Hint: Here, we will use the values of trigonometric functions in a right-angled triangle to find the sine and cosine functions. Then we will square and add both the functions and apply Pythagoras Theorem to find the relationship between the sum of squares of sine and cosine. Using this we will be able to find the value of the given expression.

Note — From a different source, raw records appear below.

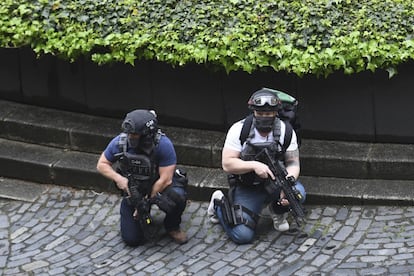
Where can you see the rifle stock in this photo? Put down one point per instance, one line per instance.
(139, 200)
(287, 184)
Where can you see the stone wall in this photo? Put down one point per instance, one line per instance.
(360, 107)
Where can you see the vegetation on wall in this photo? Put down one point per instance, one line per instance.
(299, 36)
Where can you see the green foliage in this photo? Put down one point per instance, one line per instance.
(299, 36)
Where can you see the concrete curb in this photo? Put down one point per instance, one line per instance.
(57, 147)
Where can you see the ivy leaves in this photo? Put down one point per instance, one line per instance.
(303, 37)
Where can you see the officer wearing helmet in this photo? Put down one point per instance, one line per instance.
(145, 162)
(247, 177)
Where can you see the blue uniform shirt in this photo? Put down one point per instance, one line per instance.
(164, 152)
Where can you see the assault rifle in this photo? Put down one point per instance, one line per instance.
(287, 184)
(139, 200)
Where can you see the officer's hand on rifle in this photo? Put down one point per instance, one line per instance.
(262, 170)
(122, 184)
(135, 215)
(283, 201)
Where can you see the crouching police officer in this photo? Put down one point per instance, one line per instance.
(238, 212)
(146, 174)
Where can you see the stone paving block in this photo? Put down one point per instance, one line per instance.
(391, 161)
(193, 147)
(334, 159)
(78, 169)
(27, 161)
(20, 190)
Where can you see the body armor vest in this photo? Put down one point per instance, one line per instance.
(252, 148)
(140, 168)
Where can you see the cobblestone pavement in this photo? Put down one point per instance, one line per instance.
(76, 232)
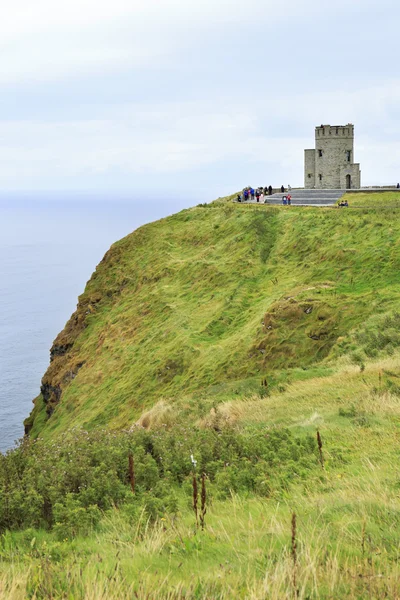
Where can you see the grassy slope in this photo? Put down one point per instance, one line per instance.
(209, 301)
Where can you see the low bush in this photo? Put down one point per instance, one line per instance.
(64, 485)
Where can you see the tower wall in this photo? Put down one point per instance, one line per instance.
(331, 165)
(309, 169)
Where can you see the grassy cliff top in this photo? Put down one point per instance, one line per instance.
(234, 334)
(200, 307)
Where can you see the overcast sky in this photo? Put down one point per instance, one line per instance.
(200, 96)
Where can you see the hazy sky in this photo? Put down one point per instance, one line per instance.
(200, 97)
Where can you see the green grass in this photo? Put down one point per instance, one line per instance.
(179, 328)
(216, 298)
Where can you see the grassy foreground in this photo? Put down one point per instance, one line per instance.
(233, 334)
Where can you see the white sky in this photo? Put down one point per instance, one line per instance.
(200, 97)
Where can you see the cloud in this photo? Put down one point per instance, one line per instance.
(218, 92)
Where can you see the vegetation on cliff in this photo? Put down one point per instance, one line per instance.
(257, 345)
(200, 307)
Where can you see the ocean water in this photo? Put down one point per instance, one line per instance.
(49, 247)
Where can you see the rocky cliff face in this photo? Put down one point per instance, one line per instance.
(210, 302)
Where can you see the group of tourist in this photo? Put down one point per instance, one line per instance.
(259, 194)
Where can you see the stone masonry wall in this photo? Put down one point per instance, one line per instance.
(309, 169)
(332, 161)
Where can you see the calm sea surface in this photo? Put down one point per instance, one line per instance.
(49, 247)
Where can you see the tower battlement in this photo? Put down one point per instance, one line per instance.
(339, 131)
(330, 165)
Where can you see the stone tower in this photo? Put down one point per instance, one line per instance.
(331, 165)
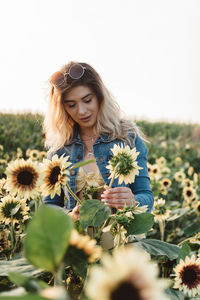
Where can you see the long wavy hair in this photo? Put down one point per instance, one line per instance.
(58, 126)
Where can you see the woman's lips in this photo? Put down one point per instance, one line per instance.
(85, 119)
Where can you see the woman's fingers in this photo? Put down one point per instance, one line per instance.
(118, 197)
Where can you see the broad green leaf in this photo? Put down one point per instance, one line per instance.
(192, 229)
(157, 248)
(20, 265)
(140, 224)
(83, 163)
(29, 283)
(47, 238)
(174, 294)
(77, 260)
(93, 213)
(25, 297)
(177, 213)
(184, 251)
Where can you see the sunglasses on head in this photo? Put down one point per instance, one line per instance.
(76, 71)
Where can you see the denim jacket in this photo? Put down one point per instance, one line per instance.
(102, 152)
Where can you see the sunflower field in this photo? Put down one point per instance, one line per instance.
(132, 254)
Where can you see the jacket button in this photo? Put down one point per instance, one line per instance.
(105, 175)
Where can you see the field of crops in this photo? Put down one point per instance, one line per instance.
(45, 255)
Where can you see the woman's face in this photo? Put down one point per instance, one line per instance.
(82, 106)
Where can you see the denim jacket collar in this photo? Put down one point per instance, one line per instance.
(77, 139)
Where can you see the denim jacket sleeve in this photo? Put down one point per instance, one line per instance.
(141, 186)
(57, 200)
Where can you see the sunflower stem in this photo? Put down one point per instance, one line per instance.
(12, 235)
(113, 175)
(58, 276)
(72, 193)
(162, 229)
(35, 205)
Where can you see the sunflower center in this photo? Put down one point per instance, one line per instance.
(190, 276)
(54, 175)
(8, 208)
(125, 290)
(125, 163)
(25, 177)
(189, 193)
(166, 183)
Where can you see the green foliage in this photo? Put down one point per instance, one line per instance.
(29, 283)
(184, 251)
(93, 213)
(159, 248)
(47, 238)
(140, 224)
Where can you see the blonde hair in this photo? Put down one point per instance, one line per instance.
(58, 125)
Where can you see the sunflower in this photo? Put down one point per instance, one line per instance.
(42, 154)
(195, 239)
(127, 274)
(155, 172)
(187, 183)
(34, 154)
(161, 161)
(161, 213)
(188, 276)
(23, 178)
(2, 186)
(139, 209)
(179, 176)
(19, 152)
(86, 244)
(195, 177)
(7, 204)
(189, 194)
(178, 161)
(55, 174)
(165, 183)
(123, 164)
(149, 167)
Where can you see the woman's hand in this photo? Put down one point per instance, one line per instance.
(74, 214)
(118, 197)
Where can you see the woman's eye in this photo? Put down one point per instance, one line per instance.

Complete step by step solution:
As we know, in a right angled triangle, if the lengths of the hypotenuse, base and perpendicular sides are \[H,B,P\] respectively, then,
Then the values of the trigonometric functions:
\[\sin \theta = \dfrac{P}{H}\]
And, \[\cos \theta = \dfrac{B}{H}\]
Now, squaring and adding both of them, we get,
\[{\sin ^2}\theta + {\cos ^2}\theta = \dfrac{{{P^2}}}{{{H^2}}} + \dfrac{{{B^2}}}{{{H^2}}}\]
Since, the denominator is the same, thus, we will simply add the numerators. Therefore, we get
\[ \Rightarrow {\sin ^2}\theta + {\cos ^2}\theta = \dfrac{{{P^2} + {B^2}}}{{{H^2}}}\]…………………………..\[\left( 1 \right)\]
Now according to Pythagoras Theorem, we know that in a right angled triangle, the sum of square of the two sides in a right angled triangle are equal to the square of the longest side i.e. the hypotenuse.
Hence, we get that \[{P^2} + {B^2} = {H^2}\]
Substituting this in the numerator of equation \[\left( 1 \right)\], we get
\[ \Rightarrow {\sin ^2}\theta + {\cos ^2}\theta = \dfrac{{{H^2}}}{{{H^2}}} = 1\]
Now, substituting the value of 1 in \[1 - {\cos ^2}\theta \], we get
\[ \Rightarrow 1 - {\cos ^2}\theta = {\sin ^2}\theta + {\cos ^2}\theta - {\cos ^2}\theta \]

\[ \Rightarrow 1 - {\cos ^2}\theta = {\sin ^2}\theta \]

Note:
In this question, we have used trigonometry. Trigonometry is a branch of mathematics that helps us to study the relationship between the sides and the angles of a triangle. In practical life, trigonometry is used by cartographers (to make maps). It is also used by the aviation and naval industries. In fact, trigonometry is even used by Astronomers to find the distance between two stars. Hence, it has an important role to play in everyday life. The three most common trigonometric functions are the tangent function, the sine, and the cosine function. In simple terms, they are written as ‘sin’, ‘cos’, and ‘tan’. Hence, trigonometry is not just a chapter to study, in fact, it is being used in everyday life.